Having to work with multiple package rebuilds recently, I've noticed that Portage gets stuck with very high I/O around package install/removal part. At first I thought there's some issue with vdb efficiency, but after stracing it a bit I've noticed that Portage stat()s a lot of installed files -- binaries, AFAICS. This is very bad for two reasons: 1. It makes Portage every slow, especially when system load is high. I was able to get 1-2 minute package install delays because of this, and this makes multiple package rebuilds (i.e. testing ebuilds) near to impossible. 2. It can cause aggressive caching on some filesystems, practically throwing all other (i.e. more useful) data out of the cache. In other words, making other programs slow after each package install. I suppose the code is somehow related to preserved-libs handling. However, what is the exact rationale for doing it? Do we really have to actually check all installed files every time?
The problem is that LinkageMapELF uses inode numbers to internally identify/compare files, and the preserve-libs code rebuilds the LinkageMapELF state every time it enters a critical section.
If there's a way to guarantee that a concurrent process hasn't invalidated all of the LinkageMapELF state, then the portion of state that hasn't been invalidated can be recycled.
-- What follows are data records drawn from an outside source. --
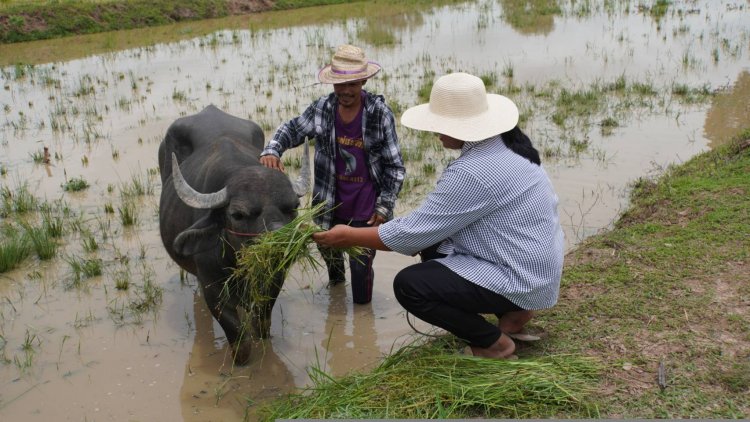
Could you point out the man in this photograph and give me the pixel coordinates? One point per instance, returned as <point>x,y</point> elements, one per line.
<point>358,165</point>
<point>493,213</point>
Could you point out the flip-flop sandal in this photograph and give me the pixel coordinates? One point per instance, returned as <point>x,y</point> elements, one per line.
<point>466,351</point>
<point>524,336</point>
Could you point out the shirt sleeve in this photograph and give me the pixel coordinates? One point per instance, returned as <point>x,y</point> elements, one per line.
<point>293,132</point>
<point>459,199</point>
<point>393,166</point>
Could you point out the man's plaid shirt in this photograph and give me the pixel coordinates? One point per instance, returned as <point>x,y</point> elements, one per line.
<point>381,145</point>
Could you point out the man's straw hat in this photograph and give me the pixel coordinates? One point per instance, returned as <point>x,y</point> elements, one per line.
<point>461,108</point>
<point>348,65</point>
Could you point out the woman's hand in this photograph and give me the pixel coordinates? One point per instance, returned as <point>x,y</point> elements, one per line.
<point>336,237</point>
<point>343,236</point>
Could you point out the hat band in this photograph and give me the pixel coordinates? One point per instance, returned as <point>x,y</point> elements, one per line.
<point>348,72</point>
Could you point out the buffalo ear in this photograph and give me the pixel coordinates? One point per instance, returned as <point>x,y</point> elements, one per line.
<point>201,236</point>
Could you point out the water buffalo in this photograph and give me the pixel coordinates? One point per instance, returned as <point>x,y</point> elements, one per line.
<point>215,197</point>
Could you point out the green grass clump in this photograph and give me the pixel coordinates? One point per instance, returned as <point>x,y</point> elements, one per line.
<point>431,381</point>
<point>275,252</point>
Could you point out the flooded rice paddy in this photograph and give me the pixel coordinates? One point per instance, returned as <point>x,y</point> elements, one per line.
<point>98,324</point>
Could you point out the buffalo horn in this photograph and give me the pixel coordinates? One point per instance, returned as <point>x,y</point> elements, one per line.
<point>191,196</point>
<point>302,184</point>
I don't really understand why you need inode numbers there. What exactly do you need other than paths and their SO_NEEDED entries?
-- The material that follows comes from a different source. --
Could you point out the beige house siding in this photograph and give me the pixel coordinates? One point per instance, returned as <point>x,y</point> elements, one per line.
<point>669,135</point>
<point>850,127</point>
Maybe we really don't need inode numbers. As I recall, the code initially tracked files using canonicalized paths (with os.path.realpath). Of course, canonical paths have a similar problem to inode numbers, in that they represent a state that could be changed by a concurrent process.
I've tested removing the whole 'canonicalization' thingie and it seems to be required for Portage to identify SOVERSION symlinks -- without it the actual library is kept but the needed SOVERSION symlink is removed. So yeah, maybe realpath() + do it only as needed rather than on all files.